Menkhib is one of the hottest stars visible in the night sky; its surface temperature is about 37,000 Kelvin (about 66,000 degrees Fahrenheit, or more than six times hotter than the sun). Because of its high temperature, it appears blue-white to the human eye (almost all stars appear bluish to WISE). It has about 40 times the mass of the sun and gives off 330,000 times the amount of light. Menkhib is a runaway star, and the fast stellar wind it blows is piling up in front of it to create a shock wave. This shock wave is heating up dust, which WISE sees as the red cloud in the upper left of the image.

Menkhib is part of an association of very hot stars that were born from the California nebula only a few million years ago. These stars are lighting up the nebula, as wekk as heating and ionizing it. In visible light, the ionized gas glows red, while in infrared light we see the heated dust (which appears in green and red in this image). The California nebula gets its name due to a resemblance to the shape of the U.S. State California (which you can just make out, outlined by the green dust, if you rotate the image by a little more than 90 degrees clockwise). The entire California nebula stretches across about 100 light-years, and we see about 80 percent of it in this view.

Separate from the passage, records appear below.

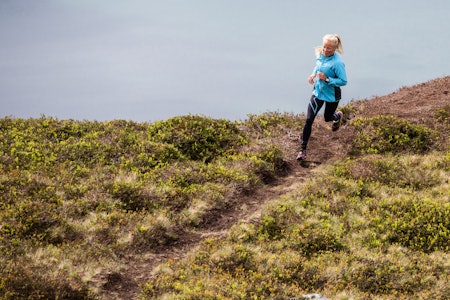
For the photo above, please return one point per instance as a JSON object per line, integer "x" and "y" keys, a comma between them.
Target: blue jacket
{"x": 334, "y": 68}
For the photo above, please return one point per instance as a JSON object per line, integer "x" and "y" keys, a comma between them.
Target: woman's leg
{"x": 313, "y": 108}
{"x": 330, "y": 111}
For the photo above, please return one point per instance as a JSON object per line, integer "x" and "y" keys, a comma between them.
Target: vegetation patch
{"x": 388, "y": 134}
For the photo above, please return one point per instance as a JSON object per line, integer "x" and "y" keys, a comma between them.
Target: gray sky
{"x": 147, "y": 60}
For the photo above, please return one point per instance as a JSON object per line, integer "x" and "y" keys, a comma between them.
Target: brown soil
{"x": 417, "y": 104}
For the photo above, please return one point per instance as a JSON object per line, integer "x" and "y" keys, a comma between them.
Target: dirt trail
{"x": 417, "y": 103}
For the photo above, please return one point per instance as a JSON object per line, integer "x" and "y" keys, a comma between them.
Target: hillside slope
{"x": 119, "y": 209}
{"x": 417, "y": 104}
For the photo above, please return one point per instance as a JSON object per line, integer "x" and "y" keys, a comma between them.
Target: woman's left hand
{"x": 321, "y": 76}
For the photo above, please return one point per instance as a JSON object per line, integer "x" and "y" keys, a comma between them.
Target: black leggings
{"x": 313, "y": 109}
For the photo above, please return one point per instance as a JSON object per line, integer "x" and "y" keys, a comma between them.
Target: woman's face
{"x": 328, "y": 48}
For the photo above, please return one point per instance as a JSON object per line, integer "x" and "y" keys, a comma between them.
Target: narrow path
{"x": 325, "y": 146}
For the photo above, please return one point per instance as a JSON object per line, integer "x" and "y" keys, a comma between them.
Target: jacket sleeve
{"x": 341, "y": 75}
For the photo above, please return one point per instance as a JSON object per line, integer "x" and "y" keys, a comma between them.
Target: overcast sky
{"x": 147, "y": 60}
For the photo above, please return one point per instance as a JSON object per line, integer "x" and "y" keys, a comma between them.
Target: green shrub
{"x": 443, "y": 114}
{"x": 387, "y": 134}
{"x": 273, "y": 124}
{"x": 196, "y": 137}
{"x": 419, "y": 224}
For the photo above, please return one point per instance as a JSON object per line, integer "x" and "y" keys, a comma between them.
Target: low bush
{"x": 388, "y": 134}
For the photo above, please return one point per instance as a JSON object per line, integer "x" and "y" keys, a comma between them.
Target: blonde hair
{"x": 335, "y": 39}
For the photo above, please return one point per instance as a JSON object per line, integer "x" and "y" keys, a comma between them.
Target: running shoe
{"x": 301, "y": 155}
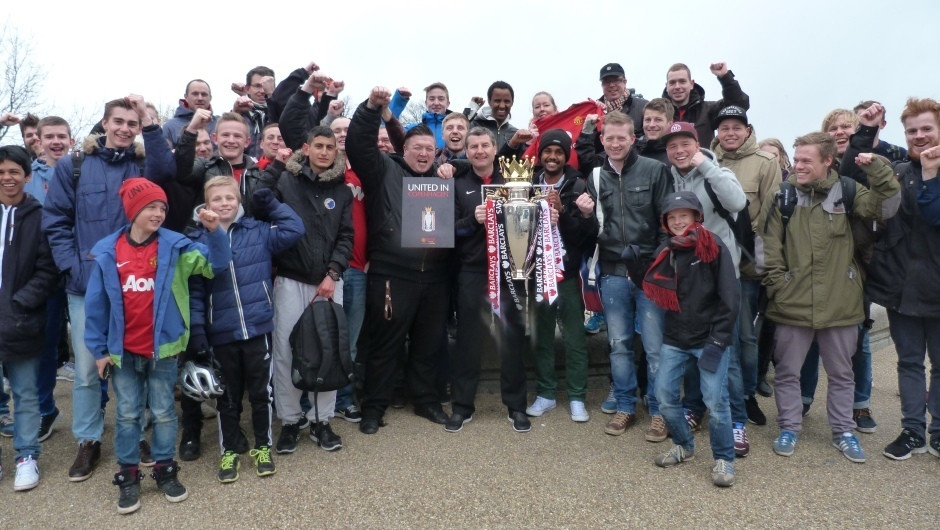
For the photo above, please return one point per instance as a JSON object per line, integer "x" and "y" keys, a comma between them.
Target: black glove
{"x": 263, "y": 202}
{"x": 711, "y": 356}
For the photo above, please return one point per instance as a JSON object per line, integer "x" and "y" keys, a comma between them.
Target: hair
{"x": 418, "y": 130}
{"x": 320, "y": 130}
{"x": 480, "y": 131}
{"x": 203, "y": 82}
{"x": 544, "y": 93}
{"x": 52, "y": 121}
{"x": 18, "y": 155}
{"x": 218, "y": 182}
{"x": 662, "y": 105}
{"x": 232, "y": 116}
{"x": 115, "y": 104}
{"x": 437, "y": 84}
{"x": 500, "y": 84}
{"x": 455, "y": 116}
{"x": 823, "y": 142}
{"x": 258, "y": 70}
{"x": 31, "y": 120}
{"x": 834, "y": 115}
{"x": 916, "y": 107}
{"x": 862, "y": 105}
{"x": 618, "y": 118}
{"x": 678, "y": 67}
{"x": 784, "y": 158}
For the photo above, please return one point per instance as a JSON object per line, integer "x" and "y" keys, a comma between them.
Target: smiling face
{"x": 322, "y": 153}
{"x": 12, "y": 180}
{"x": 55, "y": 142}
{"x": 809, "y": 164}
{"x": 679, "y": 220}
{"x": 731, "y": 134}
{"x": 500, "y": 104}
{"x": 223, "y": 200}
{"x": 120, "y": 128}
{"x": 921, "y": 133}
{"x": 232, "y": 138}
{"x": 680, "y": 149}
{"x": 419, "y": 153}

Menkhib and the California nebula are about 1,800 light-years away from Earth. This is within the same spur of the Orion spiral arm of the Milky Way galaxy where we are located.

All four infrared detectors aboard WISE were used to make this image. Color is representational: blue and cyan represent infrared light at wavelengths of 3.4 and 4.6 microns, which is dominated by light from stars. Green and red represent light at 12 and 22 microns, which is mostly light from warm dust.